Listening to CitH after the release of Dylan’s first album of original material post-standards era, 2020’s Rough and Rowdy Ways, has also been rewarding. Male backing vocalists are a rarity in the Dylan discography, but one can find them on two highlights from CitH and RaRW: “I’ll Be Home for Christmas” and “I've Made Up My Mind to Give Myself to You.”
Though I do sometimes wish that Dylan could have recorded CitH post-standards era so that his vocal delivery could have been as softened and finely-tuned as it was on RaRW,5 there is also something oddly perfect about the tension created by his gravelly rasp as set against the holiday tracks’ immaculate period homage instrumentation and backing vocalists. I defer here, again, to Chadwicked’s tremendous 2009 review in which they note, under styles, that CitH can be filed alongside “[l]aryngitis-stricken carolers [and] tavern Christmas hymnals.” Amazing! Chadwicked also has this to say about Dylan’s 2009 voice: “His voice is his voice: damaged. It’s the voice of Bing in a smoky bordello, a crooner in a crack house. His voice is this: you are caressing a polished piece of wood (a mantle with stockings hung?), when suddenly your palm is punctured by a crack in the varnish — a splinter.” There’s a gruffness, a first-take rawness to Dylan’s vocals on the record. Indeed, the relatively ragged Dylan vocal performances6 that we find on CitH ground the material, keeping it from entirely achieving the status of frictionless holiday muzak. They remind us of the specific singer of the universal song—the person deeply depressed at Christmas (I’ve been there!), awed at the birth of the Christ child, or yukking it up envisioning an exoticized tropical Christmas.
As Chadwicked also astutely notes, CitH is also perhaps Dylan’s most materially political album. (That’s right, even moreso than The Times They Are a-Changin’.7) Dylan agreed to donate all the album’s royalties in perpetuity to the charities Feeding America in the USA, Crisis in the UK, and the World Food Programme. Though such a gesture could be easily written off as celebrity conscience laundering, Dylan wrote in the album’s press release with an urgency about the issue:
“It’s a tragedy that more than 35 million people in this country alone—12 million of those children—often go to bed hungry and wake up each morning unsure of where their next meal is coming from. I join the good people of Feeding America in the hope that our efforts can bring some food security to people in need during this holiday season.”
That Dylan made his Christmas album a vehicle for charity in perpetuity aligns well with his approach to the record thematically and musically. It is an album about universal good feeling, reflective stocktaking, and, above all, self and other-centered compassion. In other words—one might say—saving a place for Christmas in the Heart.
I discussed Together Through Life—specifically in the context of 2009 indie rock releases—a bit in my recent piece about seeing Dylan at Massey Hall at the end of October.
Poor Gerald Ford!

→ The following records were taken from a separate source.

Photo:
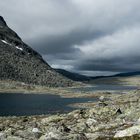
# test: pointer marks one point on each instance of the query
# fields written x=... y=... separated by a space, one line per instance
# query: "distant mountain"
x=83 y=78
x=128 y=74
x=73 y=76
x=19 y=62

Guess he just didn’t fit the rhyme scheme…
“Ugliest Girl in the World,” “Dirty World,” ummm whatever was going on for Dylan during the “We Are the World” video shoot. (Incidentally, a lot of bad “world”-related cultural content for Dylan in the 80s!
Funnily enough, it has now been 26 years since Dylan’s improbable late career comeback in 1997!
My partner has also (rightly) roasted me for attempting to mount a defence of CitH using this theory—that it could’ve been a very different album had he recorded it at a different time! lol
These are ragged Dylan vocal performances, but, honestly, they are no “Pay in Blood.”
With apologies to these guys, wherever they are.